More AMD Zen 4 Tuning Ongoing For GCC 13 Compiler
In recent weeks Hubicka has been fiddling around with the new "znver4" target in GCC 13. Today he sent out more znver4 x86-tune flags with looking to make some more micro-optimizations to this -march=znver4 targeting for AMD Ryzen 7000 series and EPYC 9004 series processors.
Hubicka sums up the latest work as:
this patch adds more tunes for zen4:
- new tunes for avx512 scater instructions. In micro benchmarks these seems consistent loss compared to open-coded coe
- disable use of gather for zen4 While these are win for a micro benchmarks (based on TSVC), enabling gather is a loss for parest.
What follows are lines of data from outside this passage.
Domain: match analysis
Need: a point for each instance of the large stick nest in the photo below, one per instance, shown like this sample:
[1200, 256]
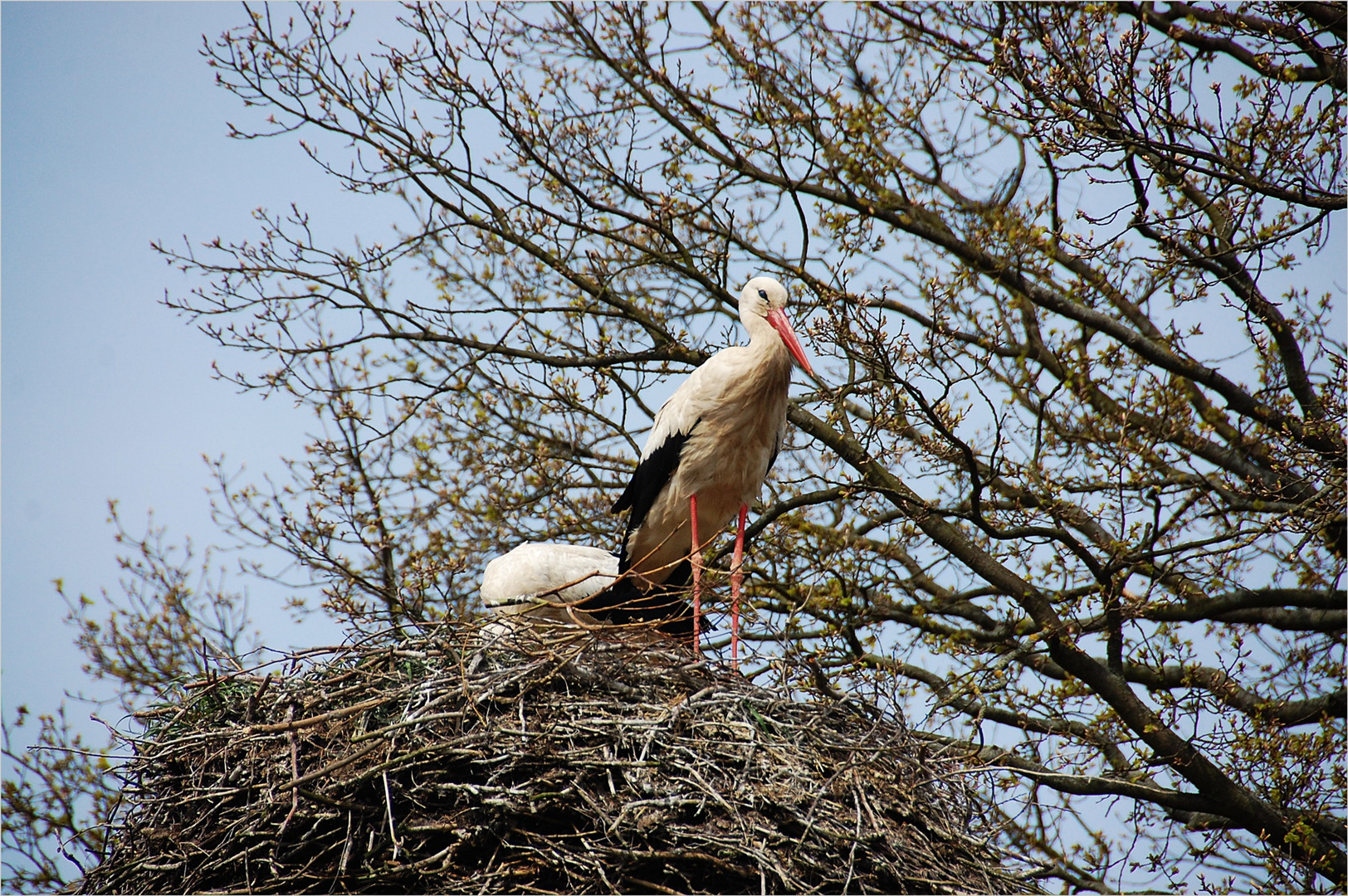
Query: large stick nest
[449, 764]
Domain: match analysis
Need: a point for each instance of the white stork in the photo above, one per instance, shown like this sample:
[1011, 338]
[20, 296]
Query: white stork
[710, 450]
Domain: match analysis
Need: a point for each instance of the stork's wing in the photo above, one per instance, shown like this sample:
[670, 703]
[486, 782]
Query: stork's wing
[650, 477]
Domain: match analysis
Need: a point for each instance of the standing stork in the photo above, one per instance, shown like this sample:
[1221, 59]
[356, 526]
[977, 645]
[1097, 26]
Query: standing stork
[710, 450]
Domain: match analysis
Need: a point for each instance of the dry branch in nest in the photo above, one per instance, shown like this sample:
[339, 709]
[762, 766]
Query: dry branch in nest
[451, 763]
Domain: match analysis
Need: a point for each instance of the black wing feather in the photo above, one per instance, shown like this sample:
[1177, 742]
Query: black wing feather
[648, 480]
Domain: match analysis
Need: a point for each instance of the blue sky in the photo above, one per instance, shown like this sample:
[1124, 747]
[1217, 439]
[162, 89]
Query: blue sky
[112, 135]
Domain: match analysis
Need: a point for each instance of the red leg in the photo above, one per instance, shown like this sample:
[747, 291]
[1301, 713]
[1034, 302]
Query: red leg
[736, 584]
[695, 559]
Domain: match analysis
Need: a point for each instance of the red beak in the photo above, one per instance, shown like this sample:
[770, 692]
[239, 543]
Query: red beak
[777, 317]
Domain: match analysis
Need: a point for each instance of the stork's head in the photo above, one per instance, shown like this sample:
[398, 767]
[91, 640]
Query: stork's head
[764, 299]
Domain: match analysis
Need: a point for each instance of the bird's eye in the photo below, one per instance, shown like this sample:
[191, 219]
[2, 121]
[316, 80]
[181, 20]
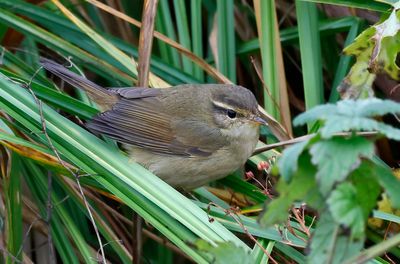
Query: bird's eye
[231, 113]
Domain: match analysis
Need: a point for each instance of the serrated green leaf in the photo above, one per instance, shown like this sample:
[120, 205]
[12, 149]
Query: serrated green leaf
[337, 157]
[367, 187]
[329, 244]
[390, 183]
[345, 209]
[302, 187]
[288, 162]
[226, 253]
[352, 115]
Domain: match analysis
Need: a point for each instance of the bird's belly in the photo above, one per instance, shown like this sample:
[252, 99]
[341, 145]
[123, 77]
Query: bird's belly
[188, 172]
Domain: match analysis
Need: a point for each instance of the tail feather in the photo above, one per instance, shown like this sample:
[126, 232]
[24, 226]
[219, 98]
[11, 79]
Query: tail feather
[104, 98]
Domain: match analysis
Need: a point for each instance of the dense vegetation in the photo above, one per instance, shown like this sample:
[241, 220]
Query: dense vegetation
[330, 66]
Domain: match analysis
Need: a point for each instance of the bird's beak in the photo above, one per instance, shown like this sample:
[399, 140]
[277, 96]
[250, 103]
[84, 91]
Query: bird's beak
[259, 120]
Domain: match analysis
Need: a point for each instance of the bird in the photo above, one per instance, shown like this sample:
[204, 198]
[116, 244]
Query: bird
[188, 135]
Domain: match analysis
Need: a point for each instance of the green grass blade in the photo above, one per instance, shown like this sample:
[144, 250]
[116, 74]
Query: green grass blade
[13, 223]
[226, 39]
[344, 62]
[197, 36]
[310, 48]
[183, 32]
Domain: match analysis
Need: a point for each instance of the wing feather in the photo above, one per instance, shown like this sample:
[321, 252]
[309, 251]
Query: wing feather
[139, 118]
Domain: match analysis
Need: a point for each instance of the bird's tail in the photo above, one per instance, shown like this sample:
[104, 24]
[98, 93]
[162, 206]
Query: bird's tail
[98, 94]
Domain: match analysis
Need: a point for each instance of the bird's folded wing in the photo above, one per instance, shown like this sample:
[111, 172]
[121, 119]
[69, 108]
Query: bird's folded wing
[139, 119]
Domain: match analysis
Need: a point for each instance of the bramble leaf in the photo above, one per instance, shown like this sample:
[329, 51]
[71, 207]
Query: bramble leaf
[376, 52]
[337, 157]
[390, 183]
[352, 115]
[345, 209]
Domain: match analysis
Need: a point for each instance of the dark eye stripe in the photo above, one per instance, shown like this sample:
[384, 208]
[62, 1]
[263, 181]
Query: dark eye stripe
[231, 113]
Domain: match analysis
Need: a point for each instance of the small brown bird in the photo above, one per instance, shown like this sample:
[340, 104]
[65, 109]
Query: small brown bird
[187, 135]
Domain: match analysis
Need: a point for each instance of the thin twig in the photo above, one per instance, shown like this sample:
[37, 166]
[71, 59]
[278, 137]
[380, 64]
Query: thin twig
[244, 228]
[52, 256]
[306, 137]
[61, 161]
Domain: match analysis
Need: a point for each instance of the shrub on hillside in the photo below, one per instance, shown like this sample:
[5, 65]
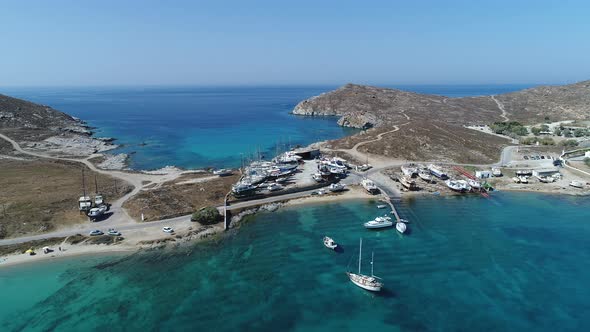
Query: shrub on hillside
[569, 143]
[206, 216]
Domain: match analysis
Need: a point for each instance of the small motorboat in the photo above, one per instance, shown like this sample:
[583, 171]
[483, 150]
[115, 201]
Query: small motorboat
[336, 187]
[379, 222]
[330, 243]
[223, 172]
[474, 184]
[401, 227]
[274, 187]
[113, 232]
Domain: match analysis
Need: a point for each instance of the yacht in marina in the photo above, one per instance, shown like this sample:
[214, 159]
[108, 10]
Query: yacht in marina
[336, 187]
[401, 227]
[437, 171]
[330, 243]
[369, 282]
[379, 222]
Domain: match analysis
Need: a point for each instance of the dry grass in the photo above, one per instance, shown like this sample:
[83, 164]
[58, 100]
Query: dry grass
[173, 199]
[40, 196]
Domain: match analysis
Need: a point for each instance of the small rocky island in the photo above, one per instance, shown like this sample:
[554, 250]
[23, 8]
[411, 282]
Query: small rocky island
[433, 127]
[42, 128]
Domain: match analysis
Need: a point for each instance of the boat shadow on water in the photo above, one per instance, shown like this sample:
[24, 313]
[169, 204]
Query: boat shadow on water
[103, 217]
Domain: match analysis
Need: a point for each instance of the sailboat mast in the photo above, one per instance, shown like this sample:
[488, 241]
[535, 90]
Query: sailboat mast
[360, 251]
[95, 185]
[83, 183]
[372, 257]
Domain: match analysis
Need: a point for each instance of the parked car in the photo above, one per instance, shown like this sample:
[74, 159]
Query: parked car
[113, 232]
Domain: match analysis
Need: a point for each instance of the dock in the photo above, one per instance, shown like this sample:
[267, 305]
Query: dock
[387, 199]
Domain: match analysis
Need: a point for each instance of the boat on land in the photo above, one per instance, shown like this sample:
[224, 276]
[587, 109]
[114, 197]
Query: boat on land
[318, 177]
[336, 187]
[379, 222]
[223, 172]
[242, 189]
[274, 187]
[369, 186]
[369, 282]
[546, 179]
[437, 171]
[408, 182]
[458, 185]
[474, 184]
[282, 180]
[330, 243]
[401, 227]
[113, 232]
[409, 171]
[425, 175]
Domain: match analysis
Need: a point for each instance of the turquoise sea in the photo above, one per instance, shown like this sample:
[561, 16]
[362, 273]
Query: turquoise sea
[195, 127]
[513, 262]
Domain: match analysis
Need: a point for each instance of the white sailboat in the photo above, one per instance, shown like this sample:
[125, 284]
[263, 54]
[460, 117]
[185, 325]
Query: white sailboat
[371, 283]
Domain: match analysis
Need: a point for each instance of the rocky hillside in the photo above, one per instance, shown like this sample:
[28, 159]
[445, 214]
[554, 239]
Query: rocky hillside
[432, 127]
[565, 102]
[40, 127]
[361, 106]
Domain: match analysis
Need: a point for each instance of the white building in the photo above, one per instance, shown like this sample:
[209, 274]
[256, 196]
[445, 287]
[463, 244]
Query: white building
[545, 172]
[483, 174]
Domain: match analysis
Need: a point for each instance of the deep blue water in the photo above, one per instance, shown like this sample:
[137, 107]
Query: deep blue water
[514, 262]
[194, 127]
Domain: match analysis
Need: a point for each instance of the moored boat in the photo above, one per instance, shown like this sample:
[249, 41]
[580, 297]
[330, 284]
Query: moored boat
[458, 185]
[424, 175]
[437, 171]
[223, 172]
[330, 243]
[274, 187]
[401, 227]
[371, 283]
[369, 186]
[379, 222]
[474, 184]
[336, 187]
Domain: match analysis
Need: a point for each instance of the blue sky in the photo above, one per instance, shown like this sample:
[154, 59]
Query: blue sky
[61, 43]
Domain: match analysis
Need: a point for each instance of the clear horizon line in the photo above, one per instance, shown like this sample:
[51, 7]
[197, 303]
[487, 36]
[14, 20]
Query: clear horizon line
[274, 85]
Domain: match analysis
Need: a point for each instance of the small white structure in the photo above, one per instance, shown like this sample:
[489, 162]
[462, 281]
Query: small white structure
[545, 172]
[483, 174]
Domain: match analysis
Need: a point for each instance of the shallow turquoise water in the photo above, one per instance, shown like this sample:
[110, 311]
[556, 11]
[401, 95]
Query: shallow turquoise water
[510, 263]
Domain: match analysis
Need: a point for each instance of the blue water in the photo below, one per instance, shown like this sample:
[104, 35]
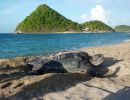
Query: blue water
[12, 45]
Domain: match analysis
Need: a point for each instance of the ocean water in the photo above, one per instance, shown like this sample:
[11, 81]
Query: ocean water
[14, 45]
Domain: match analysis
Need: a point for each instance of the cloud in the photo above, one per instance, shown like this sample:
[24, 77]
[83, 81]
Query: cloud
[84, 17]
[96, 13]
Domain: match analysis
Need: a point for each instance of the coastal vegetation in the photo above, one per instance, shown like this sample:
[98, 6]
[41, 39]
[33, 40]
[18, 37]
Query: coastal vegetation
[97, 26]
[122, 28]
[46, 20]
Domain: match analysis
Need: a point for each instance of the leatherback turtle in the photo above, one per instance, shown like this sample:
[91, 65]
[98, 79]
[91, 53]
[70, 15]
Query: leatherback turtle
[66, 62]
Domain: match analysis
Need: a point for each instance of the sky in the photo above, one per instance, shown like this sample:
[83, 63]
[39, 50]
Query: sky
[111, 12]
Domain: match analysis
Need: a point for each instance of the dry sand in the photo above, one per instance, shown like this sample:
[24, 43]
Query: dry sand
[74, 86]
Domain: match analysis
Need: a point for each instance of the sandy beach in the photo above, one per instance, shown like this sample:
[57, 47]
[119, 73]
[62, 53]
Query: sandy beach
[71, 86]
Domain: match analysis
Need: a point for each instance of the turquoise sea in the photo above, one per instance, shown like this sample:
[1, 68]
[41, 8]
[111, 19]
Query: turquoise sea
[14, 45]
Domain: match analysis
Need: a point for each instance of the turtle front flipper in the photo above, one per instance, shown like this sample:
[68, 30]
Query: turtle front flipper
[96, 60]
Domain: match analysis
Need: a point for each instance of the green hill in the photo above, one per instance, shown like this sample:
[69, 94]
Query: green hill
[44, 20]
[96, 26]
[122, 28]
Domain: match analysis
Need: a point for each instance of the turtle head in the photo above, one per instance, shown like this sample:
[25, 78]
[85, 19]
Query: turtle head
[96, 60]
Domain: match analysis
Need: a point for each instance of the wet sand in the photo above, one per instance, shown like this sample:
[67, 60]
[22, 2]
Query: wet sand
[19, 86]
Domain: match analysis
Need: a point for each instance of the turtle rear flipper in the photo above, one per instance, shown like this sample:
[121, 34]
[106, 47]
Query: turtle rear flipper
[96, 60]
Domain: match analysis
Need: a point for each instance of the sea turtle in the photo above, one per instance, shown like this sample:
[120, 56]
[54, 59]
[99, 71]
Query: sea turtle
[67, 62]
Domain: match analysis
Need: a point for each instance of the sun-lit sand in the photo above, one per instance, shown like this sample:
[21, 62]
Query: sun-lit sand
[74, 86]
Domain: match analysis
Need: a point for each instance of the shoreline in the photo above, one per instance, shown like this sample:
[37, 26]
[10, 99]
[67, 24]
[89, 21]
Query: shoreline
[78, 49]
[17, 85]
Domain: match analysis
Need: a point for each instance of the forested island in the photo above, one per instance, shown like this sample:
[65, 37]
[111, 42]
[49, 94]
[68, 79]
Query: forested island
[46, 20]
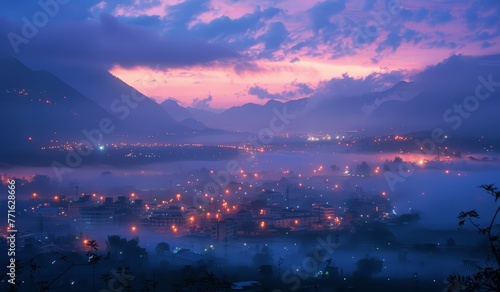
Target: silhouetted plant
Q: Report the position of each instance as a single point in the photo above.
(486, 277)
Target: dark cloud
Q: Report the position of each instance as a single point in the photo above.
(441, 44)
(263, 93)
(486, 45)
(275, 35)
(440, 17)
(321, 13)
(109, 42)
(180, 15)
(395, 38)
(303, 88)
(369, 4)
(247, 67)
(202, 103)
(418, 15)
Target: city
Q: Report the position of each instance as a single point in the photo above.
(213, 145)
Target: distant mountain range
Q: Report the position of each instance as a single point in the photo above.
(433, 99)
(37, 108)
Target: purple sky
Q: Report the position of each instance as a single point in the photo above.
(248, 51)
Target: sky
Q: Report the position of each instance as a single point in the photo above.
(219, 53)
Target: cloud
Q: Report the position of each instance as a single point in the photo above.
(302, 88)
(202, 103)
(298, 90)
(441, 44)
(109, 42)
(440, 17)
(486, 45)
(262, 93)
(395, 38)
(275, 35)
(181, 14)
(321, 13)
(241, 68)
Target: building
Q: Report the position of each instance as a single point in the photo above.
(167, 220)
(96, 216)
(323, 212)
(225, 230)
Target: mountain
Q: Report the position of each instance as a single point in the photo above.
(38, 109)
(141, 116)
(249, 117)
(175, 110)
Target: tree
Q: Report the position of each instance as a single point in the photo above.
(363, 169)
(162, 248)
(398, 159)
(265, 257)
(367, 267)
(487, 277)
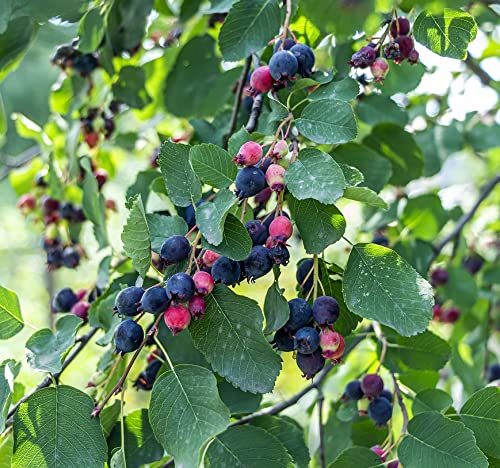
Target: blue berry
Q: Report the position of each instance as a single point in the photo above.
(306, 340)
(325, 310)
(180, 287)
(155, 300)
(175, 249)
(380, 411)
(300, 314)
(249, 182)
(128, 301)
(283, 65)
(128, 336)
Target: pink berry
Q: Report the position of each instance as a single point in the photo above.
(332, 344)
(261, 80)
(197, 307)
(203, 282)
(275, 177)
(249, 154)
(177, 318)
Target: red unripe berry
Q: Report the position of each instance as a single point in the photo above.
(331, 343)
(203, 283)
(261, 80)
(249, 154)
(197, 307)
(275, 177)
(177, 318)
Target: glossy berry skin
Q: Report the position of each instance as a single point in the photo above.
(261, 80)
(226, 271)
(380, 411)
(128, 336)
(203, 283)
(64, 300)
(128, 301)
(300, 314)
(155, 300)
(177, 318)
(372, 385)
(305, 58)
(353, 391)
(306, 340)
(249, 182)
(326, 310)
(257, 231)
(175, 249)
(258, 263)
(180, 287)
(283, 65)
(310, 364)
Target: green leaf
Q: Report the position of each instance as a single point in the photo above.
(328, 226)
(248, 28)
(481, 414)
(380, 285)
(249, 447)
(53, 428)
(365, 195)
(211, 216)
(162, 227)
(141, 447)
(431, 399)
(434, 440)
(183, 187)
(447, 34)
(186, 411)
(392, 142)
(46, 350)
(213, 165)
(236, 243)
(136, 238)
(315, 175)
(328, 121)
(230, 337)
(11, 320)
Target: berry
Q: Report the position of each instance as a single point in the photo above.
(128, 301)
(283, 340)
(81, 309)
(400, 27)
(306, 340)
(64, 300)
(305, 58)
(226, 271)
(249, 154)
(257, 231)
(325, 310)
(300, 314)
(197, 307)
(180, 287)
(353, 390)
(363, 58)
(372, 385)
(155, 300)
(258, 263)
(261, 80)
(249, 182)
(283, 65)
(177, 318)
(175, 249)
(310, 364)
(128, 336)
(275, 177)
(203, 283)
(380, 411)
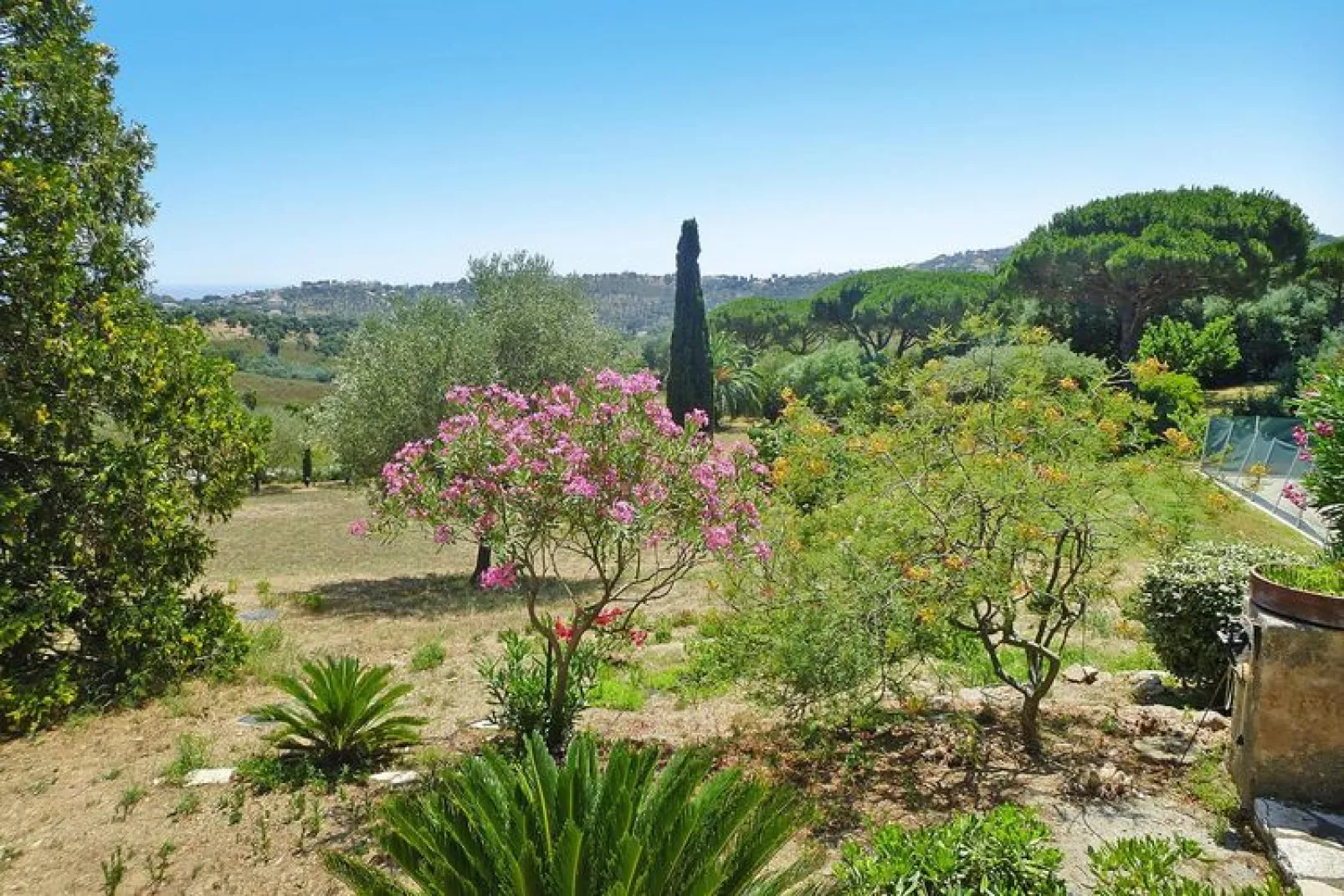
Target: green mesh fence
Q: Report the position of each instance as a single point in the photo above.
(1257, 457)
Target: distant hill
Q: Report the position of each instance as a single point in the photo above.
(978, 261)
(628, 301)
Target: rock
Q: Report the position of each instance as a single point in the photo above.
(1214, 722)
(1166, 749)
(203, 776)
(1105, 781)
(1147, 685)
(1082, 674)
(394, 778)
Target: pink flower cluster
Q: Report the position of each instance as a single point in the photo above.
(601, 457)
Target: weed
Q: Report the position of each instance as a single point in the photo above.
(270, 653)
(261, 834)
(310, 601)
(616, 692)
(233, 804)
(429, 656)
(129, 798)
(192, 754)
(157, 863)
(115, 871)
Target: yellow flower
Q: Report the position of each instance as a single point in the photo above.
(917, 574)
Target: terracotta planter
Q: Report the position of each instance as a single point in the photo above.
(1295, 603)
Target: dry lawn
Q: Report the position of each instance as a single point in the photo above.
(74, 796)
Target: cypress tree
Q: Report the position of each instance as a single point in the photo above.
(690, 378)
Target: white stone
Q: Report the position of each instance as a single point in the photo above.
(1081, 674)
(208, 776)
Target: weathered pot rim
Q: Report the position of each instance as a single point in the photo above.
(1315, 607)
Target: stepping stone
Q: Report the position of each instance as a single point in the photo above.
(1306, 844)
(1167, 749)
(253, 722)
(203, 776)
So for now it seems safe to keep it off.
- disable pass to avoid FMA chains for znver4 since fmadd was optimized and does not seem to cause regressions.
Once this compiler tuning work settles down for GCC, I'll run some fresh benchmarks -- especially for seeing how it compares to AMD's AOCC 4.0 compiler. The stable GCC 13.1 release should be out in March~April depending upon how the rest of the release cycle plays out. Fedora 38 is planning to be among the first Linux distributions shipping this new compiler while it won't reach the likes of Ubuntu users out-of-the-box until October with the distribution's 23.10 release.
Checking the LLVM review queue this morning, on the LLVM/Clang front for upstream review there still isn't anything new yet over the basic znver4 enablement sent out by AMD that was merged a few weeks ago.